Highways England has installed a ‘superspan’ gantry 40 metres long and weighing around 46 tonnes across a stretch of the M6 as part a £234m smart motorway scheme.
The gantry spans the width of the M6 and was lowered into place by a specialist crane weighing 200 tonnes near Corley Services between junctions 3 (Coventry / Nuneaton) and 4 (Coleshill).
The work took place at the weekend at the end of last month.
Highways England assistant project manager David Croser-Drake said: ‘We planned this work meticulously to ensure that we could get the M6 open on Sunday morning as quickly and as safely as possible.
‘This is a really exciting milestone in this major upgrade of a busy stretch of the M6 and once completed will ease congestion and provide smoother journeys for those using it.’
The overall project will create a smart motorway between junctions 2 and 4 – a total of 13.6 miles.

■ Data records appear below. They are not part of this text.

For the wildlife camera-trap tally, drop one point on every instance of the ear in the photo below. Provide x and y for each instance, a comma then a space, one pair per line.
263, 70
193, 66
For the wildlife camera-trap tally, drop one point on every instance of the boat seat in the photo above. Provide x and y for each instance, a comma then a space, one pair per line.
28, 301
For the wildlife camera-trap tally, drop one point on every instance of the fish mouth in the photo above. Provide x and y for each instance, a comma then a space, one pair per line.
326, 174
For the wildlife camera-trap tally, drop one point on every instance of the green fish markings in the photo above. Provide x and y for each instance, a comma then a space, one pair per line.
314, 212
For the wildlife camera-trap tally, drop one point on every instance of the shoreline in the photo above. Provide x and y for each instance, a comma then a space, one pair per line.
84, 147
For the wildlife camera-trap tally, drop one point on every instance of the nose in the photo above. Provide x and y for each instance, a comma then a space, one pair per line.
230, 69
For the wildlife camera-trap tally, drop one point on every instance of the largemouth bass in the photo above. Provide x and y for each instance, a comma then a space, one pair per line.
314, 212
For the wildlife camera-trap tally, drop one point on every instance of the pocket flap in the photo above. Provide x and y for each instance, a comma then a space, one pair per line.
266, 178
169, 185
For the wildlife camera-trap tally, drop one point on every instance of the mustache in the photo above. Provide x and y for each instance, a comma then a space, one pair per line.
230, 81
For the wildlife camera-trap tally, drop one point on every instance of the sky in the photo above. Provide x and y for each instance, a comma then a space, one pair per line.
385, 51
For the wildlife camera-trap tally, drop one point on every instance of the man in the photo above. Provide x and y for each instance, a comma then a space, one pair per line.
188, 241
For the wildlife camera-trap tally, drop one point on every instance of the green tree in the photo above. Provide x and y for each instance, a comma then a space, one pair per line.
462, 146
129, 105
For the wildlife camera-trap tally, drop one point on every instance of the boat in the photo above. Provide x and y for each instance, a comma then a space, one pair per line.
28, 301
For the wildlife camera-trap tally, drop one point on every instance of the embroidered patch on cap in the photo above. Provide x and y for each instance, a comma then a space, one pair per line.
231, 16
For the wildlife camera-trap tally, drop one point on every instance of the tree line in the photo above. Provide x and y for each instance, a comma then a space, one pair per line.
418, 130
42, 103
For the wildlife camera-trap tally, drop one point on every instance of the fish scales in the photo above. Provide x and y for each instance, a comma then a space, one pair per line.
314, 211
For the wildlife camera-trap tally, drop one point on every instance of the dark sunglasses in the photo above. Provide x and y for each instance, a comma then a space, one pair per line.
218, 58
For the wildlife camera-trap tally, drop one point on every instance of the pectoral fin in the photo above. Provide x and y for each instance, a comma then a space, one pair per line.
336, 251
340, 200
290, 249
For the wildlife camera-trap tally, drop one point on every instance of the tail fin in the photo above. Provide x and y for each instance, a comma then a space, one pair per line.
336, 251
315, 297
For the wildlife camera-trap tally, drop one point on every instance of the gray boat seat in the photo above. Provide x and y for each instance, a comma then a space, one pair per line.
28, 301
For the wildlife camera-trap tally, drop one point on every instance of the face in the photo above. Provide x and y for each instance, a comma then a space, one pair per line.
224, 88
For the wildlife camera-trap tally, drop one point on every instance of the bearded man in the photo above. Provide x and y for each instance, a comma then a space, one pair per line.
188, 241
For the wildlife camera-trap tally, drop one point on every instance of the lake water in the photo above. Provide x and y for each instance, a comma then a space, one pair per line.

It involves a mixture of all lane running stretches, where the hard shoulder is being converted into a running lane, and stretches of ‘controlled motorway’, where the hard shoulder will be retained, with a mixture of three and four-lane carriageways.
The finished scheme will feature three controlled motorway lanes, 'retaining the hard shoulder from junctions 3a to 4 where the motorway will tie into the existing controlled motorway’, and a four-lane smart motorway between junctions 2 to 3a, with no hard shoulder except between junctions 3a and 3 eastbound, where an existing ‘climbing lane’ means that there are already four running lanes.
There will be nine emergency areas where there is no hard shoulder.
There will also be a new central reserve barrier ‘made of concrete to improve safety’, two new noise barriers, and low noise surfacing on the road.